Decisions are based on two sources of information: mental models based on past experience and the information we have available. Both are flawed because both are incomplete, or limited. More information based on greater breadth of expertise leads to better decisions. A firm that encourages the articulation of diverse perspectives (offered by not only gender and racial diversity, but also educational, geographical and experiential diversity) will therefore be better equipped to challenge traditional assumptions and orthodoxies and so avoid threats imposed by Conduct Risks and market evolution alike.

What threatens cognitive diversity, even in a supposedly diverse and enlightened organisation?

One perspective is that well-known behavioural models are at play: confirmation bias and lack of awareness (cognitive dissonance) can cause a different, even opposite message to be heard than that which is officially or overtly communicated.

Consider this scenario:

  • Managers are under pressure to deliver targets, so fall back on heuristics and seek self-confirmation as they struggle to manage highly active teams. The balance between consensus and conflict is very difficult to strike.

  • Instinctively, to make life easier, managers tend to avoid challenge and therefore hire in their own image. They also create a culture in which similar types of behaviour are rewarded, as this can seem to be the most efficient route to achieve clear financial performance targets.

  • This becomes an imbued culture that can deter individuals with different ideas from challenging the status quo.

  • Firms must beware the subtle effect of a top-down culture that can inadvertently suppress the valuable alternative perspectives from cognitively diverse individuals and so perpetuate a type of groupthink – as appeared to be the effect on my interlocutor at the start of this piece

How can we counter this effect?

Even though cognitive diversity creates value in business, few firms have embraced it. This surely asks if we are rewarding the right behaviour? Do we want full engagement, or just a blinkered focus on short term targets?

Many firms propagate old practices, for fear of highlighting past flawed decisions or models. This does nothing to remotivate staff and misses out on the potential contribution from a huge swathe of the workforce.

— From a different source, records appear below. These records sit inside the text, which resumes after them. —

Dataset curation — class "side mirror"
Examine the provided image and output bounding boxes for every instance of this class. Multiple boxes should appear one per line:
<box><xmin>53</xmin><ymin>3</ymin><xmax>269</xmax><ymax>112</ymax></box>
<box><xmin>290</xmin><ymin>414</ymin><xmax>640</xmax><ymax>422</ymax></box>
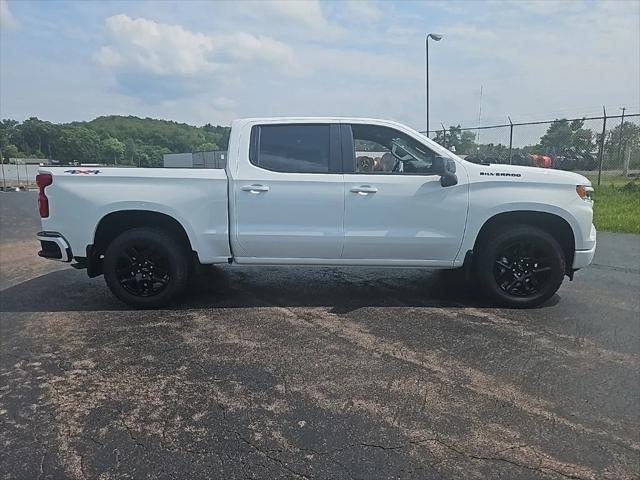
<box><xmin>432</xmin><ymin>156</ymin><xmax>458</xmax><ymax>187</ymax></box>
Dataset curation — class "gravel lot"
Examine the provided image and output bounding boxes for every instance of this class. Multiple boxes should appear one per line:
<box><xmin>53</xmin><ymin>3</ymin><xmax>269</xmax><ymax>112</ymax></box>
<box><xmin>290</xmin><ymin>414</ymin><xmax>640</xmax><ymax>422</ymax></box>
<box><xmin>0</xmin><ymin>192</ymin><xmax>640</xmax><ymax>479</ymax></box>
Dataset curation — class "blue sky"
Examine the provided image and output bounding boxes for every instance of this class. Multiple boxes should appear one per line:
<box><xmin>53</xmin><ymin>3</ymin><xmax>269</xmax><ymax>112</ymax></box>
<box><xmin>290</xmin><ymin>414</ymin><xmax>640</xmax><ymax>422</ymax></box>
<box><xmin>0</xmin><ymin>0</ymin><xmax>640</xmax><ymax>136</ymax></box>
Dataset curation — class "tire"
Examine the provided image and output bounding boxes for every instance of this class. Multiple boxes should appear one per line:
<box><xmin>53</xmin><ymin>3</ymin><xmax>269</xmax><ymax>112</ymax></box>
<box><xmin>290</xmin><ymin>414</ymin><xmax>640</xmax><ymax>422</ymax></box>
<box><xmin>474</xmin><ymin>225</ymin><xmax>565</xmax><ymax>308</ymax></box>
<box><xmin>103</xmin><ymin>228</ymin><xmax>189</xmax><ymax>308</ymax></box>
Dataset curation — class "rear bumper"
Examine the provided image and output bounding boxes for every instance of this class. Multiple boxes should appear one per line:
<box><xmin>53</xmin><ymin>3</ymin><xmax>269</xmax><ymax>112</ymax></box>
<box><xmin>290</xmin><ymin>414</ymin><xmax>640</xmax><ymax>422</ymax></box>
<box><xmin>36</xmin><ymin>232</ymin><xmax>73</xmax><ymax>262</ymax></box>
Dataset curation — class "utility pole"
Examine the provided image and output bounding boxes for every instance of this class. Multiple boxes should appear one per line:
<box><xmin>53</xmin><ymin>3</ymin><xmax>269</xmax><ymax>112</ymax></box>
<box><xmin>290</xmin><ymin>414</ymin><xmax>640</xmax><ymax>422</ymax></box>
<box><xmin>424</xmin><ymin>33</ymin><xmax>443</xmax><ymax>137</ymax></box>
<box><xmin>618</xmin><ymin>107</ymin><xmax>627</xmax><ymax>170</ymax></box>
<box><xmin>598</xmin><ymin>105</ymin><xmax>607</xmax><ymax>186</ymax></box>
<box><xmin>0</xmin><ymin>146</ymin><xmax>7</xmax><ymax>192</ymax></box>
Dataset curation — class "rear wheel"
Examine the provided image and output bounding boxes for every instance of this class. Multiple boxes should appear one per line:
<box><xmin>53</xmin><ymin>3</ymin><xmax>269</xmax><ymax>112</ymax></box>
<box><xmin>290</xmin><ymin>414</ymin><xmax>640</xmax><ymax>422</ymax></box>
<box><xmin>475</xmin><ymin>225</ymin><xmax>565</xmax><ymax>308</ymax></box>
<box><xmin>103</xmin><ymin>228</ymin><xmax>189</xmax><ymax>308</ymax></box>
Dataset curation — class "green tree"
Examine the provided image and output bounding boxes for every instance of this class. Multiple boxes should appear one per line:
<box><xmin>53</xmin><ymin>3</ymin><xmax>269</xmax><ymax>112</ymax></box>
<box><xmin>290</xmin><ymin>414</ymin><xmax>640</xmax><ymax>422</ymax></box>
<box><xmin>195</xmin><ymin>142</ymin><xmax>220</xmax><ymax>152</ymax></box>
<box><xmin>100</xmin><ymin>137</ymin><xmax>126</xmax><ymax>164</ymax></box>
<box><xmin>53</xmin><ymin>124</ymin><xmax>100</xmax><ymax>163</ymax></box>
<box><xmin>20</xmin><ymin>117</ymin><xmax>55</xmax><ymax>156</ymax></box>
<box><xmin>598</xmin><ymin>122</ymin><xmax>640</xmax><ymax>168</ymax></box>
<box><xmin>2</xmin><ymin>143</ymin><xmax>21</xmax><ymax>161</ymax></box>
<box><xmin>540</xmin><ymin>118</ymin><xmax>595</xmax><ymax>157</ymax></box>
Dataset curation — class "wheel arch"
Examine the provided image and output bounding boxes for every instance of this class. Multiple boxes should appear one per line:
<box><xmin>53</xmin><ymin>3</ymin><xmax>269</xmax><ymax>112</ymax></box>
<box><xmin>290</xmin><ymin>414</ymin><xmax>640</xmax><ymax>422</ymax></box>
<box><xmin>473</xmin><ymin>210</ymin><xmax>576</xmax><ymax>275</ymax></box>
<box><xmin>87</xmin><ymin>209</ymin><xmax>194</xmax><ymax>277</ymax></box>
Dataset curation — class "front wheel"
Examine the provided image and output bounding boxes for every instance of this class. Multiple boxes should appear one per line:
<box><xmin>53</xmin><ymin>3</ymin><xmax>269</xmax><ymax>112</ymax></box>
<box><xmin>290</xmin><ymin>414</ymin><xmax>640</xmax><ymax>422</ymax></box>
<box><xmin>103</xmin><ymin>228</ymin><xmax>189</xmax><ymax>308</ymax></box>
<box><xmin>475</xmin><ymin>225</ymin><xmax>565</xmax><ymax>308</ymax></box>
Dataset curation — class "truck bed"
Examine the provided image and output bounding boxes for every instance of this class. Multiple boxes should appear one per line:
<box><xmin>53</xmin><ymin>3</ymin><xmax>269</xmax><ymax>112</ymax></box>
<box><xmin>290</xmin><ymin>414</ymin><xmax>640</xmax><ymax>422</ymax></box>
<box><xmin>39</xmin><ymin>167</ymin><xmax>231</xmax><ymax>263</ymax></box>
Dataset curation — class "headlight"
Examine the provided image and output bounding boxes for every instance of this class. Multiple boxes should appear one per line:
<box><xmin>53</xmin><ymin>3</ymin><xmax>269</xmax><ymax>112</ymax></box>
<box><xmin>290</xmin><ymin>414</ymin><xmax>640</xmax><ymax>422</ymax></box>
<box><xmin>576</xmin><ymin>185</ymin><xmax>593</xmax><ymax>202</ymax></box>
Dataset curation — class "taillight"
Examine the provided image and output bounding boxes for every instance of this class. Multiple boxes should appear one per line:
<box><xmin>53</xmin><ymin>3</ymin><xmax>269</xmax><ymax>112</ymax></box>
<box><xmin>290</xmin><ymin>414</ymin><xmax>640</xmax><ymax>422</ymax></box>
<box><xmin>36</xmin><ymin>173</ymin><xmax>53</xmax><ymax>218</ymax></box>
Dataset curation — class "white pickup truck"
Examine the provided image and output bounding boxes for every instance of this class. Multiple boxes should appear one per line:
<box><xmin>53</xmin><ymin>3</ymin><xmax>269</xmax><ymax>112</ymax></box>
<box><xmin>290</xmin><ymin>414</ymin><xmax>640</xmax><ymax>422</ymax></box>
<box><xmin>37</xmin><ymin>118</ymin><xmax>596</xmax><ymax>308</ymax></box>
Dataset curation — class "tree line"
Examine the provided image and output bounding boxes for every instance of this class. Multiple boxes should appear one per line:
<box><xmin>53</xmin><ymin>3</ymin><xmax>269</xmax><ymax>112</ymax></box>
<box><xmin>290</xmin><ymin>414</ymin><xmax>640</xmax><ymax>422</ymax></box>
<box><xmin>0</xmin><ymin>115</ymin><xmax>230</xmax><ymax>167</ymax></box>
<box><xmin>0</xmin><ymin>115</ymin><xmax>640</xmax><ymax>170</ymax></box>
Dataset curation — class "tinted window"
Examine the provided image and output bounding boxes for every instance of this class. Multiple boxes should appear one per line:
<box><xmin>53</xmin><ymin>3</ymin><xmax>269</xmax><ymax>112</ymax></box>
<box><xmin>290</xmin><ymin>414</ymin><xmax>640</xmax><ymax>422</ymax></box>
<box><xmin>250</xmin><ymin>125</ymin><xmax>330</xmax><ymax>173</ymax></box>
<box><xmin>351</xmin><ymin>124</ymin><xmax>435</xmax><ymax>175</ymax></box>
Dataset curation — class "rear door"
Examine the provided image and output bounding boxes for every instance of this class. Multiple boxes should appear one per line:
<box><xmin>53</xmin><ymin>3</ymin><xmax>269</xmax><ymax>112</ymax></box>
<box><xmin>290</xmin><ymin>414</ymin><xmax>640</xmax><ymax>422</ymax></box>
<box><xmin>342</xmin><ymin>120</ymin><xmax>468</xmax><ymax>266</ymax></box>
<box><xmin>232</xmin><ymin>123</ymin><xmax>344</xmax><ymax>263</ymax></box>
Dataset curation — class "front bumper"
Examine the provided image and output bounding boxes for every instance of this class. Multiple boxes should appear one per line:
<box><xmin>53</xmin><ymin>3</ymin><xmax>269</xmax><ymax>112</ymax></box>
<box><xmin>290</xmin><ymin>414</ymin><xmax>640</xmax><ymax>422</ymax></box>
<box><xmin>36</xmin><ymin>232</ymin><xmax>73</xmax><ymax>262</ymax></box>
<box><xmin>572</xmin><ymin>224</ymin><xmax>597</xmax><ymax>270</ymax></box>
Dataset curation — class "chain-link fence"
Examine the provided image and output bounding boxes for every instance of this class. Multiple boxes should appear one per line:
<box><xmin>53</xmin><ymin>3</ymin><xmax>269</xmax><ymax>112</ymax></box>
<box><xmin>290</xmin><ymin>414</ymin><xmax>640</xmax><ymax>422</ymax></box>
<box><xmin>422</xmin><ymin>112</ymin><xmax>640</xmax><ymax>184</ymax></box>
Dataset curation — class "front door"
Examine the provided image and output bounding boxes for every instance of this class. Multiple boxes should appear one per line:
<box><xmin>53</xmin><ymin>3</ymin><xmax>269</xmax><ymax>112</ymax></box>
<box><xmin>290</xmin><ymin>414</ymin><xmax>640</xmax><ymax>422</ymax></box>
<box><xmin>342</xmin><ymin>120</ymin><xmax>468</xmax><ymax>266</ymax></box>
<box><xmin>232</xmin><ymin>123</ymin><xmax>344</xmax><ymax>263</ymax></box>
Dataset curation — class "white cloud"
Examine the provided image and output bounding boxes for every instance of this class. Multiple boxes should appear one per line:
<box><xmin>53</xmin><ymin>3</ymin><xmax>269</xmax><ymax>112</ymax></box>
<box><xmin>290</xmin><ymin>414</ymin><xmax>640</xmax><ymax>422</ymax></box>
<box><xmin>95</xmin><ymin>14</ymin><xmax>296</xmax><ymax>77</ymax></box>
<box><xmin>251</xmin><ymin>0</ymin><xmax>342</xmax><ymax>34</ymax></box>
<box><xmin>0</xmin><ymin>0</ymin><xmax>20</xmax><ymax>30</ymax></box>
<box><xmin>341</xmin><ymin>0</ymin><xmax>384</xmax><ymax>24</ymax></box>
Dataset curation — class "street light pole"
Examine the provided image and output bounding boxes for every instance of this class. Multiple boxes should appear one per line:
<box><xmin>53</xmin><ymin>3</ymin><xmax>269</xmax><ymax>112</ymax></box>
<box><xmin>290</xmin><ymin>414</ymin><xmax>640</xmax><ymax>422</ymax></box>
<box><xmin>424</xmin><ymin>33</ymin><xmax>444</xmax><ymax>137</ymax></box>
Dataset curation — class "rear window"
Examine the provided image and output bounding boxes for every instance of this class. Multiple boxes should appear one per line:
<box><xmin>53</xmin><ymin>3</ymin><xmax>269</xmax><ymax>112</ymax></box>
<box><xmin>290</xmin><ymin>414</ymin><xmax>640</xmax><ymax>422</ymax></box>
<box><xmin>249</xmin><ymin>124</ymin><xmax>330</xmax><ymax>173</ymax></box>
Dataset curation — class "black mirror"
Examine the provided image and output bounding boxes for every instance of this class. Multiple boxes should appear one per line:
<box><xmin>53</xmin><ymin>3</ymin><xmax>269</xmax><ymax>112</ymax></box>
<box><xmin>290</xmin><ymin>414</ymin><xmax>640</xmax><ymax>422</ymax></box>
<box><xmin>431</xmin><ymin>156</ymin><xmax>447</xmax><ymax>175</ymax></box>
<box><xmin>432</xmin><ymin>155</ymin><xmax>458</xmax><ymax>187</ymax></box>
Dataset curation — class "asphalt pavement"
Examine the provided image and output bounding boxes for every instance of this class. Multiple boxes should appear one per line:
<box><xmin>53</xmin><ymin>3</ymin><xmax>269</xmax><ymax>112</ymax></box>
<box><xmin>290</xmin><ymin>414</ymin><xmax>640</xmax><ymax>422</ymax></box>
<box><xmin>0</xmin><ymin>192</ymin><xmax>640</xmax><ymax>479</ymax></box>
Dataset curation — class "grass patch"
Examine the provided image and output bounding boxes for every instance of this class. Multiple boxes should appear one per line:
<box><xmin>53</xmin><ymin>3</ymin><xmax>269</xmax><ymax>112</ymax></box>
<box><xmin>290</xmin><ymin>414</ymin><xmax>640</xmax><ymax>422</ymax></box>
<box><xmin>589</xmin><ymin>176</ymin><xmax>640</xmax><ymax>233</ymax></box>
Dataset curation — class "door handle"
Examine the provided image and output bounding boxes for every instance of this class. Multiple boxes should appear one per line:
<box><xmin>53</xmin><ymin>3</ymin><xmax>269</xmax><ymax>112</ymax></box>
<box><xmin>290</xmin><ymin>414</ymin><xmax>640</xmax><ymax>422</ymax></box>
<box><xmin>241</xmin><ymin>183</ymin><xmax>269</xmax><ymax>195</ymax></box>
<box><xmin>351</xmin><ymin>185</ymin><xmax>378</xmax><ymax>195</ymax></box>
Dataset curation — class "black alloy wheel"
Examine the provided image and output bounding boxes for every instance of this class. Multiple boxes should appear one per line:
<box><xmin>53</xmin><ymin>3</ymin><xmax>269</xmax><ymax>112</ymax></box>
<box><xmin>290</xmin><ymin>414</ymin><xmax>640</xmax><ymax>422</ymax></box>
<box><xmin>116</xmin><ymin>248</ymin><xmax>171</xmax><ymax>297</ymax></box>
<box><xmin>473</xmin><ymin>225</ymin><xmax>566</xmax><ymax>308</ymax></box>
<box><xmin>103</xmin><ymin>227</ymin><xmax>189</xmax><ymax>308</ymax></box>
<box><xmin>493</xmin><ymin>240</ymin><xmax>551</xmax><ymax>297</ymax></box>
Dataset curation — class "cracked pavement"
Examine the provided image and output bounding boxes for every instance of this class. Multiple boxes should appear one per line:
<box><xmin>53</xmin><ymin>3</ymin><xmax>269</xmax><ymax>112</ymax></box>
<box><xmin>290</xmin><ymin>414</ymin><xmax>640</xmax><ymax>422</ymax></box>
<box><xmin>0</xmin><ymin>192</ymin><xmax>640</xmax><ymax>479</ymax></box>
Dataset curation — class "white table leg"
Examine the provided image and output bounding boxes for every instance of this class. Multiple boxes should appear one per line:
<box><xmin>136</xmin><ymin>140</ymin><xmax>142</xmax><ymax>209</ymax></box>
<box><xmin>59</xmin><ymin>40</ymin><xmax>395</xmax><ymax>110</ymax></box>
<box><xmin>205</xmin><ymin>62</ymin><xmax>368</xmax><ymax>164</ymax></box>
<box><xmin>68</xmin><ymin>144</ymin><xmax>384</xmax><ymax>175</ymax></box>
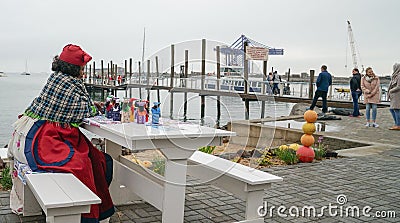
<box><xmin>162</xmin><ymin>159</ymin><xmax>187</xmax><ymax>223</ymax></box>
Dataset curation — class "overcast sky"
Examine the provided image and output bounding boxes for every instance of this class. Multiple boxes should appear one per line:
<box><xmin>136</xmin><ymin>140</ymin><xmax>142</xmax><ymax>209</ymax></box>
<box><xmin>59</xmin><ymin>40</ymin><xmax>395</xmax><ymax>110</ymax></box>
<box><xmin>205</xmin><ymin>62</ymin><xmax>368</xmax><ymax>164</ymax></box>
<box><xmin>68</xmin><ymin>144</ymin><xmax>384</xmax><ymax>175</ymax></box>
<box><xmin>0</xmin><ymin>0</ymin><xmax>400</xmax><ymax>76</ymax></box>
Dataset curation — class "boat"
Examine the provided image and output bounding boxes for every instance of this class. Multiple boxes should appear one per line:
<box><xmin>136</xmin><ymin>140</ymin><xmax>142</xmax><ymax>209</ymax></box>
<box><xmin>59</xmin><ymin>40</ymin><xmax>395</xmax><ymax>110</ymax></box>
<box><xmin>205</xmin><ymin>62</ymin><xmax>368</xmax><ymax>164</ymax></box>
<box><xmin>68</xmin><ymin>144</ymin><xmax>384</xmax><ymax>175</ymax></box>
<box><xmin>205</xmin><ymin>77</ymin><xmax>284</xmax><ymax>93</ymax></box>
<box><xmin>220</xmin><ymin>66</ymin><xmax>244</xmax><ymax>77</ymax></box>
<box><xmin>21</xmin><ymin>60</ymin><xmax>31</xmax><ymax>75</ymax></box>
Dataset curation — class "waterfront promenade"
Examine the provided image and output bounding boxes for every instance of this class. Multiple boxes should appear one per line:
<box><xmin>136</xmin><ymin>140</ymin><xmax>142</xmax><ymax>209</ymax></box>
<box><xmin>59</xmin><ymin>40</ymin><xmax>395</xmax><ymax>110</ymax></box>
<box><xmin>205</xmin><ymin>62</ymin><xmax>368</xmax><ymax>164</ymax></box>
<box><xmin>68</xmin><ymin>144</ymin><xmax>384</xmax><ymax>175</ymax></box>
<box><xmin>0</xmin><ymin>108</ymin><xmax>400</xmax><ymax>223</ymax></box>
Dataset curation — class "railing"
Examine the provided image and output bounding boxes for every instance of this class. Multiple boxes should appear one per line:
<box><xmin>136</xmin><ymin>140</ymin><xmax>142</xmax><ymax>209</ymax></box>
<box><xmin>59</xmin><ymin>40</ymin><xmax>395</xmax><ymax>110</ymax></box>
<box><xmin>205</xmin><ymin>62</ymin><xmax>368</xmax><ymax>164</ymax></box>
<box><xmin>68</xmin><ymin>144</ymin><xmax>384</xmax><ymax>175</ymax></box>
<box><xmin>84</xmin><ymin>75</ymin><xmax>388</xmax><ymax>101</ymax></box>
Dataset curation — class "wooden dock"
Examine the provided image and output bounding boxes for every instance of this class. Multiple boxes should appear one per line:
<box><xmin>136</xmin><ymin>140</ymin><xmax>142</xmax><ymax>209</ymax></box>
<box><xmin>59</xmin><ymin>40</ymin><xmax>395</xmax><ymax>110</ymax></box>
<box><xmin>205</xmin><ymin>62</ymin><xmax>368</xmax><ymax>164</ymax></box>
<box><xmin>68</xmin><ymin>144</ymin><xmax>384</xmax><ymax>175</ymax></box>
<box><xmin>85</xmin><ymin>83</ymin><xmax>389</xmax><ymax>109</ymax></box>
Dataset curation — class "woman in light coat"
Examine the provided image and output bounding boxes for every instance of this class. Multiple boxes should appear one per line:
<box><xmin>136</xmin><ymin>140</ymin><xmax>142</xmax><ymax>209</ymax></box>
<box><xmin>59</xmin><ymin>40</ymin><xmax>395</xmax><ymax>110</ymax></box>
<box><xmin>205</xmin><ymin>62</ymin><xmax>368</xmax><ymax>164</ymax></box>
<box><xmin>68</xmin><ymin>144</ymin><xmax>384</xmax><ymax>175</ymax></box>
<box><xmin>361</xmin><ymin>67</ymin><xmax>381</xmax><ymax>128</ymax></box>
<box><xmin>388</xmin><ymin>63</ymin><xmax>400</xmax><ymax>130</ymax></box>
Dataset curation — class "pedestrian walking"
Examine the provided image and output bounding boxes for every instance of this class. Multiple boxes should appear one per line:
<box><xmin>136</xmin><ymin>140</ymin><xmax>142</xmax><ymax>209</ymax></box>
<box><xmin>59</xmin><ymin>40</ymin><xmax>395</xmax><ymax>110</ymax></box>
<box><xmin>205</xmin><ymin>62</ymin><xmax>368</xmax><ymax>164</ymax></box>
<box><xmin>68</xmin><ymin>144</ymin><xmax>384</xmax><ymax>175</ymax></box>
<box><xmin>361</xmin><ymin>67</ymin><xmax>381</xmax><ymax>128</ymax></box>
<box><xmin>388</xmin><ymin>63</ymin><xmax>400</xmax><ymax>130</ymax></box>
<box><xmin>310</xmin><ymin>65</ymin><xmax>332</xmax><ymax>115</ymax></box>
<box><xmin>350</xmin><ymin>68</ymin><xmax>362</xmax><ymax>117</ymax></box>
<box><xmin>272</xmin><ymin>71</ymin><xmax>281</xmax><ymax>94</ymax></box>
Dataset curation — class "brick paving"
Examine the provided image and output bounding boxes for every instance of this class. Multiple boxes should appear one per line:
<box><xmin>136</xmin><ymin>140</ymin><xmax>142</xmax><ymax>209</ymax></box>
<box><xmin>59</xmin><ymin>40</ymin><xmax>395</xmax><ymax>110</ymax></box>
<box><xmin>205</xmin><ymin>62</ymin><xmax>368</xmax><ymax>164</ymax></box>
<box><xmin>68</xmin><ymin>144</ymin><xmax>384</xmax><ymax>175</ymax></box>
<box><xmin>0</xmin><ymin>109</ymin><xmax>400</xmax><ymax>223</ymax></box>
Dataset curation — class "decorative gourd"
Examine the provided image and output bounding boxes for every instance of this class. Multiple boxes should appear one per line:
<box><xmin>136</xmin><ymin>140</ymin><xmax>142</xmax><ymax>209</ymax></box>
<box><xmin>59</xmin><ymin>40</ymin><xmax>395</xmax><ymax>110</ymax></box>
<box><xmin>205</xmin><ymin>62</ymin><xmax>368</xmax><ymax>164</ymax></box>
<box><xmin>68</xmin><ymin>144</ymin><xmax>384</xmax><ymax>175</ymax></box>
<box><xmin>289</xmin><ymin>143</ymin><xmax>300</xmax><ymax>151</ymax></box>
<box><xmin>296</xmin><ymin>146</ymin><xmax>315</xmax><ymax>163</ymax></box>
<box><xmin>304</xmin><ymin>110</ymin><xmax>318</xmax><ymax>123</ymax></box>
<box><xmin>300</xmin><ymin>134</ymin><xmax>315</xmax><ymax>146</ymax></box>
<box><xmin>302</xmin><ymin>122</ymin><xmax>315</xmax><ymax>135</ymax></box>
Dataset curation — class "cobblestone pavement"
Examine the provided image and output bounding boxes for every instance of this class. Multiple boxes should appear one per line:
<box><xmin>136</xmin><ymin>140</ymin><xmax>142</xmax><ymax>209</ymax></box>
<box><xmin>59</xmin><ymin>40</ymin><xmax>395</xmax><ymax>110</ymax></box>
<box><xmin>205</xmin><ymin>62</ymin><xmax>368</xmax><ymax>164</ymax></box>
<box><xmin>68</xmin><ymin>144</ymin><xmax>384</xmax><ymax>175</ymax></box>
<box><xmin>0</xmin><ymin>109</ymin><xmax>400</xmax><ymax>223</ymax></box>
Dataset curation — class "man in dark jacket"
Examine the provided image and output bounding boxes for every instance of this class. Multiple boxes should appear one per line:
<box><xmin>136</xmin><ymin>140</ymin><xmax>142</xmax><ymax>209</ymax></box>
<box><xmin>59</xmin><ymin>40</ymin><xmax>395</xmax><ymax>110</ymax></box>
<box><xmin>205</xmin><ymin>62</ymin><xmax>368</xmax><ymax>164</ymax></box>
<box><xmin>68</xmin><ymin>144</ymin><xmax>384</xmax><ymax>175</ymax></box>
<box><xmin>310</xmin><ymin>65</ymin><xmax>332</xmax><ymax>115</ymax></box>
<box><xmin>350</xmin><ymin>68</ymin><xmax>362</xmax><ymax>117</ymax></box>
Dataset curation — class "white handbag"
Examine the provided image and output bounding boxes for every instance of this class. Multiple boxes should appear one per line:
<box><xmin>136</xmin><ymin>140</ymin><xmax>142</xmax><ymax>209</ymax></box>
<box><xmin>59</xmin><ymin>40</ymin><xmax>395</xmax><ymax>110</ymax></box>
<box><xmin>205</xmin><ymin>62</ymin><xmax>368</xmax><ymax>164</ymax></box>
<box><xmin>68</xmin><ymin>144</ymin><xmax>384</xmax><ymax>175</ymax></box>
<box><xmin>7</xmin><ymin>115</ymin><xmax>38</xmax><ymax>164</ymax></box>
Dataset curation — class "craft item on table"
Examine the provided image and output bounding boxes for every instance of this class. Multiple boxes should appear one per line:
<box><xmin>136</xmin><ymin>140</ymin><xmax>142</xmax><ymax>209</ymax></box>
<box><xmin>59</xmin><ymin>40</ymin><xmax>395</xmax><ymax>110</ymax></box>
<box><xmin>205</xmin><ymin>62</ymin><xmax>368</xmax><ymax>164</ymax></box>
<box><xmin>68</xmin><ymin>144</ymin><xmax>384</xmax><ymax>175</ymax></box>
<box><xmin>112</xmin><ymin>98</ymin><xmax>121</xmax><ymax>121</ymax></box>
<box><xmin>135</xmin><ymin>101</ymin><xmax>147</xmax><ymax>124</ymax></box>
<box><xmin>151</xmin><ymin>102</ymin><xmax>161</xmax><ymax>125</ymax></box>
<box><xmin>83</xmin><ymin>115</ymin><xmax>121</xmax><ymax>126</ymax></box>
<box><xmin>121</xmin><ymin>98</ymin><xmax>131</xmax><ymax>123</ymax></box>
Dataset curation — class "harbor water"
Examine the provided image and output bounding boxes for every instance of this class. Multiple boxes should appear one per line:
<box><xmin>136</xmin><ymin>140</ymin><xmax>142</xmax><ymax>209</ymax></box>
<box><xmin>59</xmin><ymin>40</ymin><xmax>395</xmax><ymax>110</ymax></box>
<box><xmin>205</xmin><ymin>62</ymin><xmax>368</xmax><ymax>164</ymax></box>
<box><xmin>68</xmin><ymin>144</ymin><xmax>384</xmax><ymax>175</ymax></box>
<box><xmin>0</xmin><ymin>73</ymin><xmax>293</xmax><ymax>147</ymax></box>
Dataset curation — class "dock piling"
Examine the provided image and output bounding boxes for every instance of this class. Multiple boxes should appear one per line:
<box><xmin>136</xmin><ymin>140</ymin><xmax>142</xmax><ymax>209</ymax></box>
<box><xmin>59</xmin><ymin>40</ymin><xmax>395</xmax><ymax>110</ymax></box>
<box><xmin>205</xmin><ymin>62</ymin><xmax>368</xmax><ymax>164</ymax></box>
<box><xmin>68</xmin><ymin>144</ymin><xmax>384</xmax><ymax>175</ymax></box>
<box><xmin>308</xmin><ymin>70</ymin><xmax>315</xmax><ymax>99</ymax></box>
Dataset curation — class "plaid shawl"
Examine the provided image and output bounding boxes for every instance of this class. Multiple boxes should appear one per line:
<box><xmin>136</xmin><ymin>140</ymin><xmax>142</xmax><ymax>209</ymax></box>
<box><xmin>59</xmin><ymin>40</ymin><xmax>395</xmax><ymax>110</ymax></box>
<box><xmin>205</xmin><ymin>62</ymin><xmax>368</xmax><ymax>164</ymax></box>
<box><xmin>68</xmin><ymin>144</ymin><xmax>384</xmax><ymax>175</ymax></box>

Many large firms refer to this valuable, but demotivated core (junior to middle managers) as the permafrost, but they are the critical front-line resource for managing effective Conduct and ensuring a robust Culture as expected by the regulators in the new environment

Firms could usefully reassess their incentive structures and what behaviour they really reward, how they value the capabilities to support a productive environment and recognise the contributions of both existing and potential future colleagues.

So, to recap:

It is not the ticking of a Diversity box that will help a firm meet the challenges set by the future, but a culture that rewards diverse ways of thinking.

Opening the door to the full potential of your colleagues can release the ethical and moral sense that will ensure everyone is able to do the right thing and thus exceed regulatory expectations, such as Conduct of Business standards and support strategic goals – where these are clear.

A creative, innovative approach to incentive programmes in banking can therefore both mitigate risk and create value in the long-term. Doing nothing is therefore value-destructive.

The aim of the UK Finance Conduct Risk and Culture Academy is to offer the environment that helps our members make a real difference. It creates a rare opportunity for members to come together with expert practitioners, academics and – most importantly - each other, to learn from successes and mistakes, leverage new thinking and build fresh approaches to designing and embedding Conduct and Culture programmes.

This relies on open discourse, challenging thinking and best practice transfer all geared to rebuilding Trust in banking, to support economic growth, good customer outcomes and market integrity – goals that are aligned with society, shareholders, customers and regulators alike.